Aussi, et cela date du 14 février 2021, le mouvement séparatiste Bakata Katanga, à qui cela est attribué par certains analystes, a lancé une nouvelle attaque sur Lubumbashi. Cela a causé la mort d’au moins 11 personnes.

En nommant Sama Lukonde premier ministre pour succéder à un autre Katangais comme lui, le président ne cache pas son intention. Il veut calmer le jeu et envoyer un message : que cette région ne perd pas sa place en termes d’influence ou pouvoir.

Kabila l’a fait en son temps, en nommant davantage de ministres issus du Kasaï, base de l’opposition d’Étienne Tshisekedi, ou encore des ministres du Kivu déchiré par la guerre ; ainsi que dans le Congo central.

En même temps Félix Tshisekedi envoie d’autres signaux importants. D’abord, que la question sécuritaire qui en révèle l’autre sociale (pauvreté, redistribution des richesses minières), est désormais entre les mains des leaders de la région.

Et ceci que, ensuite, il reste déterminé dans sa rupture avec l’ancien régime, son allié durant le précédent gouvernement. Le premier ministre ne vont donc pas du FCC de Joseph Kabila. Puisque Sama vient d’un allié au camp présidentiel, l’Avenir du Congo, parti d’un proche à lui : Dany Banza, son ambassadeur itinérant.

Des défis majeurs

Il restera de voir à l’œuvre ce nouveau leadership qui se configure. Jusqu’alors chef de la Gecamines, qu’il dirigeait sous la présidence du kabiliste Albert Yuma, Sama a été député national jusqu’en 2011 et a déjà une expérience au sein du gouvernement pour y avoir exercé en tant que ministre des sports.

Mais premier ministre, c’est un autre paire de manche.
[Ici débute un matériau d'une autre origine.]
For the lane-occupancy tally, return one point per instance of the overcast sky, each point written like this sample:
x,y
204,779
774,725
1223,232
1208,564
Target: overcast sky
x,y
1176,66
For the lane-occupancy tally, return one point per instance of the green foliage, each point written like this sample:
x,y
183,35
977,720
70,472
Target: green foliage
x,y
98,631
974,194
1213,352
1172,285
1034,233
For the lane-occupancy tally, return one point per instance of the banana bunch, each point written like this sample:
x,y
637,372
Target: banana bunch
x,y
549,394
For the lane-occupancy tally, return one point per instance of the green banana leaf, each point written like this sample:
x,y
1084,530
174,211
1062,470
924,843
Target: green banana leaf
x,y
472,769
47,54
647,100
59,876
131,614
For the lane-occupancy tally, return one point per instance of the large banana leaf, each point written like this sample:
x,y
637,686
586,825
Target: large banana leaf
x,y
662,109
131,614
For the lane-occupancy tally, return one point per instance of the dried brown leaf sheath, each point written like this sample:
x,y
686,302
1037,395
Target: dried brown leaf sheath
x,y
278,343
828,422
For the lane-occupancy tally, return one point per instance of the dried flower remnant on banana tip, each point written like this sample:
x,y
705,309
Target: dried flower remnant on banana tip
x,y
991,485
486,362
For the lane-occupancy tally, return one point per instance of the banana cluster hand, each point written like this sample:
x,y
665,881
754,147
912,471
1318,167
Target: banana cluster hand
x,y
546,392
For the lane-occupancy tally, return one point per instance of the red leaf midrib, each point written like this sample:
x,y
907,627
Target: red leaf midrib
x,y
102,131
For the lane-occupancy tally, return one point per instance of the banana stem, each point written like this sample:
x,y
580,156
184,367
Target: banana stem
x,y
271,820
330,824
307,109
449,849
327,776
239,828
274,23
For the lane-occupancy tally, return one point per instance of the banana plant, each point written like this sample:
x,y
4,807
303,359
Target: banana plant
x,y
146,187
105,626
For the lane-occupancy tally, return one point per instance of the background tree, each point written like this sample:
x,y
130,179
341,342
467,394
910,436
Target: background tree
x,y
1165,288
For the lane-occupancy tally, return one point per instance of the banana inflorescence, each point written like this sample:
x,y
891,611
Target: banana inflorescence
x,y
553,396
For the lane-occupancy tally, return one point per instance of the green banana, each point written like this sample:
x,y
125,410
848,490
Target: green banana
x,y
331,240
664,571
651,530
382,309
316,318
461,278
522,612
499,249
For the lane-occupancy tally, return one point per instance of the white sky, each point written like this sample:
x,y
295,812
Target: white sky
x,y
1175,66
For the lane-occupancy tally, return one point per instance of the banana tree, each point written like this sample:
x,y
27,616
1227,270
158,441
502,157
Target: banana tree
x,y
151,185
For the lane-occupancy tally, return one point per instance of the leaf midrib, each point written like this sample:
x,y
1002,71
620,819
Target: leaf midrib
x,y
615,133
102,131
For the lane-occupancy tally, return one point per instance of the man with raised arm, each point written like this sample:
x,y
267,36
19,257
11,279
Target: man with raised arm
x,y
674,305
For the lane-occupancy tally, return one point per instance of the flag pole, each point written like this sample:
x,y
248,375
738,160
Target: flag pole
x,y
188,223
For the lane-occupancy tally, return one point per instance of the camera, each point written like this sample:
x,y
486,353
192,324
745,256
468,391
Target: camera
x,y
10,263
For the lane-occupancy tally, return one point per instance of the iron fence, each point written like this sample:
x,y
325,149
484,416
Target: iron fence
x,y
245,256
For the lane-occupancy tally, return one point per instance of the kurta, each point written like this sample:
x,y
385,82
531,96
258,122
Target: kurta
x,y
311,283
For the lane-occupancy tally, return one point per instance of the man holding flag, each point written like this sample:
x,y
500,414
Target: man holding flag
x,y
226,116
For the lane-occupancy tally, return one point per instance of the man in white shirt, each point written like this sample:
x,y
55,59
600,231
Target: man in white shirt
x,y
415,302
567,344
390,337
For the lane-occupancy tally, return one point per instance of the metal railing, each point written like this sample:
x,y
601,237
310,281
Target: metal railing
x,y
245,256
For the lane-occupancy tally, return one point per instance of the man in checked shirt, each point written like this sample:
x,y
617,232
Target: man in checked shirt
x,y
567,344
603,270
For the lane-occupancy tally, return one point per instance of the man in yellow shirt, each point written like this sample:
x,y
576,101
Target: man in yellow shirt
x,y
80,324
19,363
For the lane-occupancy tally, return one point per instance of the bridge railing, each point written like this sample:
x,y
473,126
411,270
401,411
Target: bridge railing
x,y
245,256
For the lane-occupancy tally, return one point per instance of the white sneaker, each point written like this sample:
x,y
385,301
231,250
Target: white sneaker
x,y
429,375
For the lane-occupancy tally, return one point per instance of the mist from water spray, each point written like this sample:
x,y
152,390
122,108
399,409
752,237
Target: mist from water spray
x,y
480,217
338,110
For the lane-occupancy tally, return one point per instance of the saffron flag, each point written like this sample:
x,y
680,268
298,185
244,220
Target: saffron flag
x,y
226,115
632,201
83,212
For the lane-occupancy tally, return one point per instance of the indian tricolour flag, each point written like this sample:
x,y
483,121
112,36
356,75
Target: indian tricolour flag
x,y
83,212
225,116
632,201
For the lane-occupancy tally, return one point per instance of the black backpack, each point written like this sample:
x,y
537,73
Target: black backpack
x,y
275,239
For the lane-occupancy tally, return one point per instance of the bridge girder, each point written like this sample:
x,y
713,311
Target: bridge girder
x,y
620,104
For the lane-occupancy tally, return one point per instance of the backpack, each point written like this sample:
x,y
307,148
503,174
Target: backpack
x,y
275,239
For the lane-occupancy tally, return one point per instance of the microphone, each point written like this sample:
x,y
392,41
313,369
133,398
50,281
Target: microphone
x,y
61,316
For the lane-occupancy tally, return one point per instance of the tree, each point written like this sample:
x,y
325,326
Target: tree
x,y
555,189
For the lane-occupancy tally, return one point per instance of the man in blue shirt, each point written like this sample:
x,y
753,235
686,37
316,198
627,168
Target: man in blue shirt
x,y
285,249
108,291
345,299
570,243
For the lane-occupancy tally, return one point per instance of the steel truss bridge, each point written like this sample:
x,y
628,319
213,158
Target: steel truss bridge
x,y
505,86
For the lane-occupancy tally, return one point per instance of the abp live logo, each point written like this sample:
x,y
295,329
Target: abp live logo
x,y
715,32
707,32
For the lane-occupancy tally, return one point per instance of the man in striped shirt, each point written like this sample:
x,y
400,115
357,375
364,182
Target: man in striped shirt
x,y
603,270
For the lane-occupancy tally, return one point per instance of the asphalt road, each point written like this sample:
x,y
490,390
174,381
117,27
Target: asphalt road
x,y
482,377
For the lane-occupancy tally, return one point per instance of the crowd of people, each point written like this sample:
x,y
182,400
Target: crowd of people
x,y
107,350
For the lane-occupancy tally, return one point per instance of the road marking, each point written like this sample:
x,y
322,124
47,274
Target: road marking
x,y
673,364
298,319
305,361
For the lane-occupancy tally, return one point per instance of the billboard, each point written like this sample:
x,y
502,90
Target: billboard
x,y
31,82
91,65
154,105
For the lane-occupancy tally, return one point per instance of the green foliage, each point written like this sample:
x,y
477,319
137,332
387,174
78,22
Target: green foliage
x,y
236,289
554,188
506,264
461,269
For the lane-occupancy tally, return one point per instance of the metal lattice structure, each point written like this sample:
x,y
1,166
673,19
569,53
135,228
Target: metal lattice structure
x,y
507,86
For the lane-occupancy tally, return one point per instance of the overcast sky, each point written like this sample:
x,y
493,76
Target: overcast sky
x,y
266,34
Surtout dans un contexte de crise, y compris dans sa propre base arrière.

Il devra sûrement y gérer en plus des mines auxquelles il était habillé en tant qu’ingénieur depuis plus d’une année, les frustrations du camp Kabila, les velléités indépendantistes, des ambitions présidentielles de certains, et les attentes du reste du Congo.

Des attentes des politiciens qui sans doute, ont désormais le droit d’exiger de Félix Tshisekedi de leur donner de gros portefeuilles au sein du gouvernement, en guise d’équilibre du pouvoir. Or, un des alliés majeurs de la dynamique en cours, Moïse Katumbi (du Katanga aussi) pourrait exiger oreil du président. Début d’un tracas présidentiel.